Heidi Shierholz, économiste principale et directrice des politiques à l’Institut de politique économique, a noté que, généralement, les pénuries de main-d’œuvre se traduisent par des salaires plus élevés. L’industrie de l’hôtellerie et des loisirs a connu certaines des baisses de salaires les plus brutales pendant la pandémie; les salaires approchent seulement maintenant où ils auraient été si la pandémie ne s’était pas produite. «Beaucoup de ces emplois dans les restaurants et l’hôtellerie sont sans ambiguïté pires qu’ils ne l’étaient auparavant», a déclaré Shierholz. «Il faut faire face aux anti-masques et il y a des risques pour la santé. Si le marché fonctionne bien et qu’un travail devient de plus en plus difficile et risqué, les salaires devraient augmenter. » Selon Shierholz, l’assurance-chômage complémentaire «n’a pas été le moteur des choses», mais a probablement contribué à une partie de la croissance des salaires que nous avons constatée au cours des derniers mois. Elle pense que c’est une bonne chose. «Ils aident le marché du travail à mieux fonctionner en permettant aux travailleurs de ne pas avoir à accepter un travail vraiment merdique à des salaires supprimés parce qu’ils n’ont pas d’autre choix.»

Les dirigeants d’Austin Beerworks se sont par inadvertance plongés dans ce débat au début du mois de mai, lorsque la société a publié une offre d’emploi en ligne sur un poste de barman ouvert.
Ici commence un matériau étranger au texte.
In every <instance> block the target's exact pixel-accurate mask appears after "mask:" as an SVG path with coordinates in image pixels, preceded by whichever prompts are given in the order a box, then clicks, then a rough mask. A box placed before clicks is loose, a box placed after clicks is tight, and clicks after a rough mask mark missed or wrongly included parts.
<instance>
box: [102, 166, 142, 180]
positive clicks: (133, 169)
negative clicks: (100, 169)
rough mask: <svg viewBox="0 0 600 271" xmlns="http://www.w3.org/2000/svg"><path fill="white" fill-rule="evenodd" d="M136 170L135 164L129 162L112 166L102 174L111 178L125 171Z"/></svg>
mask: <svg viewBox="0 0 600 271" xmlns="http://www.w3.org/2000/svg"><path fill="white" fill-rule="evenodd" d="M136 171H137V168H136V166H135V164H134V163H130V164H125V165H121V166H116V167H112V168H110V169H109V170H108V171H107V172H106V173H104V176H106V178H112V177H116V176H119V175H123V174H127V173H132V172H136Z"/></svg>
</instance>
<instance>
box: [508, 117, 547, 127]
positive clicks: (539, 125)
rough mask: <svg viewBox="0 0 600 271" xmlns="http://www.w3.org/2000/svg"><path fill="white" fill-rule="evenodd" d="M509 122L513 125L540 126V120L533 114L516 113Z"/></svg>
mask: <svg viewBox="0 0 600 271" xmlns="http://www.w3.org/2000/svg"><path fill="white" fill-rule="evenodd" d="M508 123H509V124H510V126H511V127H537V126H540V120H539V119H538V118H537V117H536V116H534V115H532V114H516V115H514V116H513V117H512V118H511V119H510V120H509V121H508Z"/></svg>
Le travail comprenait des avantages tels que les soins de santé, les vacances payées et les jours de maladie, et 401 000 équivalents, que Graham dit qu’ils offrent à tous leurs employés. Ils ont reçu une soixantaine de candidatures et tous les candidats avec lesquels ils avaient prévu un entretien se sont présentés. Remarquant tout le débat sur le chômage sur les réseaux sociaux, Graham a partagé un article sur Facebook sur leur expérience: «Nous voyons beaucoup de messages sur la façon dont personne ne veut travailler pour le moment. Je voulais juste partager notre expérience », a-t-il écrit, avant de relayer la réponse qu’ils avaient reçue. «Les gens veulent bien travail. »

Un argument vigoureux a éclaté dans la section des commentaires, auquel Graham dit qu’il ne s’attendait pas. «Je ne pense pas que le chômage soit la concurrence des entreprises va bien se terminer», a déclaré un utilisateur appelé James Morrison. «Le résultat final, ce sont des gens capables de travailler et non de travailler. Ce n’est pas durable. » D’autres affiches ont accusé Graham de se vanter alors que de nombreuses entreprises locales avaient du mal à joindre les deux bouts et ne pouvaient pas offrir d’augmentations de salaire. «Je voulais juste mettre un autre point de données là-bas», m’a dit Graham. «J’aurais aimé pouvoir reformuler certaines des choses – cela nous a semblé nous caresser le dos.

Cependant, bon nombre des réponses ont été positives. Des gens de partout au pays se sont engagés à visiter Austin Beerworks s’ils venaient un jour à Austin. Un commentateur, Kyle Herrage, a offert un petit contexte historique en citant FDR, en 1933: «Aucune entreprise qui dépend pour l’existence de payer moins que le salaire décent à ses travailleurs n’a le droit de continuer dans ce pays.»